Here's how a CD copy of a copy can sound better


Just wanting to check my logic here. People keep saying how burning CD copies at 1x speed allow them to sound better (than 32x speed, say) when being played back through Audiophile systems. I have burned copies of several CD's at 8x, and do not have the original. I should be able to take these copies and make re-copies at 1x speed, and these 1x copy-of-a-copy copies should sound better than their counterparts, right?

There is no data lost when a CD is copied, only placed on the disc differently. This is evidenced by the fact that you can copy a CD-ROM, which is a bit-perfect copy.
matt8268
I burned my cd by using computer cd re-writer @ 3x. The copy sounded about 85-90% of the original. I play them on the Sony XA7ES for comparation (with the high end system ,i.e cables,amp ,preamp and speakers). I think we have to use very good equipments to hear a difference.
"If done correctly digital copies can sound better than the original. If done incorrectly digiatl copies can sound worse than the original."

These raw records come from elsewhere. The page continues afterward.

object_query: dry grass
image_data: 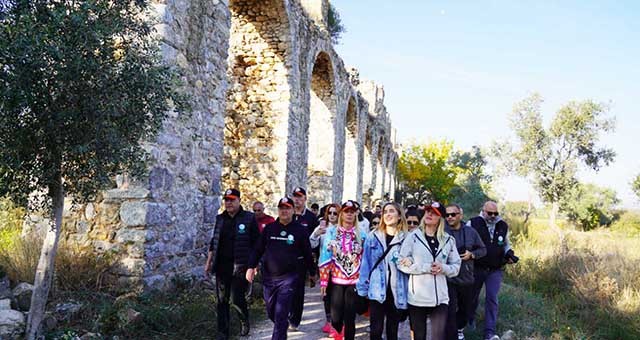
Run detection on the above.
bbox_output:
[506,218,640,339]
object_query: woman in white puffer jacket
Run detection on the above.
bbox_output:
[398,202,461,340]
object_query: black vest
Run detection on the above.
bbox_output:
[470,216,508,269]
[211,209,256,274]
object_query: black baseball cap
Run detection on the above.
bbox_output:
[292,187,307,197]
[223,188,240,200]
[278,196,294,208]
[425,201,446,217]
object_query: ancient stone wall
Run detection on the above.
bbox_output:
[52,0,400,291]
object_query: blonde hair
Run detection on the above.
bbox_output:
[420,211,446,244]
[378,202,408,234]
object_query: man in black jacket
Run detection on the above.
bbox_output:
[205,189,260,339]
[467,201,515,340]
[246,197,317,340]
[289,186,318,330]
[444,204,486,340]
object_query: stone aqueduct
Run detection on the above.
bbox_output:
[59,0,400,290]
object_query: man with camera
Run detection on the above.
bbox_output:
[444,204,486,340]
[467,201,518,340]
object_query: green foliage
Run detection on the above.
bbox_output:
[0,0,188,208]
[327,3,346,44]
[610,210,640,236]
[632,173,640,200]
[46,287,265,338]
[450,146,493,215]
[560,183,619,231]
[501,201,535,238]
[397,140,458,203]
[497,94,615,208]
[0,231,39,284]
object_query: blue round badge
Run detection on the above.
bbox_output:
[238,224,246,234]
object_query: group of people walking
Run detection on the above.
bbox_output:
[204,187,517,340]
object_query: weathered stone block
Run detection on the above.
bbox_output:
[103,188,150,202]
[115,229,147,244]
[120,201,147,227]
[12,283,33,312]
[203,196,219,223]
[0,309,25,339]
[0,277,10,300]
[0,299,10,310]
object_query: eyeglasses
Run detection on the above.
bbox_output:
[253,209,262,213]
[371,221,380,226]
[328,211,339,216]
[485,211,499,217]
[407,221,420,226]
[445,213,459,218]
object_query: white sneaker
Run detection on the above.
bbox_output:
[457,328,465,340]
[489,335,500,340]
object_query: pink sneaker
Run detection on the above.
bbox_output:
[321,322,333,333]
[329,326,344,339]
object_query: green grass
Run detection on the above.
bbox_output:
[46,286,266,339]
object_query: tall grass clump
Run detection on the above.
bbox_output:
[506,218,640,339]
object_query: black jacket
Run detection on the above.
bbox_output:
[469,216,508,270]
[209,207,259,275]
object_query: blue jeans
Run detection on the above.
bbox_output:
[470,267,503,338]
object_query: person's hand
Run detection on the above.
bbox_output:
[431,262,443,275]
[320,286,327,297]
[245,268,256,283]
[460,250,473,261]
[315,220,328,236]
[399,257,413,267]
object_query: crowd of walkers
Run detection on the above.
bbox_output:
[204,187,518,340]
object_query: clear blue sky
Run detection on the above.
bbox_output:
[333,0,640,209]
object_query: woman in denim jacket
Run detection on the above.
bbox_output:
[357,202,409,340]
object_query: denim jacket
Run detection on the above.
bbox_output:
[356,229,409,309]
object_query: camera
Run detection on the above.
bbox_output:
[503,249,519,264]
[457,246,467,255]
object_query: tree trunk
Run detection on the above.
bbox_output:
[25,176,64,340]
[549,201,567,254]
[549,201,558,229]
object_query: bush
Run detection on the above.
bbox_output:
[0,230,115,291]
[610,210,640,236]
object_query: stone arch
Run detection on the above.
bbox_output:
[342,96,359,200]
[225,0,292,208]
[306,51,338,206]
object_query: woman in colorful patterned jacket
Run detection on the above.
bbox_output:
[319,200,368,340]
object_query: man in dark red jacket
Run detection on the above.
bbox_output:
[253,201,275,233]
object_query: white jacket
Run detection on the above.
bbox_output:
[398,229,461,307]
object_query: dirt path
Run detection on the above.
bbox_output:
[251,286,412,339]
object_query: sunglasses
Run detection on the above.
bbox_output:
[407,221,420,226]
[445,213,459,218]
[371,221,380,226]
[328,211,339,216]
[485,211,499,217]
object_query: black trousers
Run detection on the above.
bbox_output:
[369,290,402,340]
[323,280,333,322]
[445,283,475,339]
[408,303,448,340]
[331,284,358,340]
[215,271,249,339]
[288,266,306,327]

Could someone elaborate this statement? Frankly I still don't understand how one can get a copied CD that sounds better than the original.

Ake
Great discussion! Please can someone respond to my original question though, which is if I have some copies I made at high speed (for which I no longer have the original), will I get better sound if I copy these 8x copies again to a 1x copy?
Matt8268, if you get a low jitter bitstream identical to the original CD, in theory you could achieve a better sound quality by re-recording at X1 speed for the reasons mentioned above. Do you have a way to do a bit-compare on audio CDs? Just try it and let us know. Be advised that small differences in jitter may only be audible on higher-fidelity systems.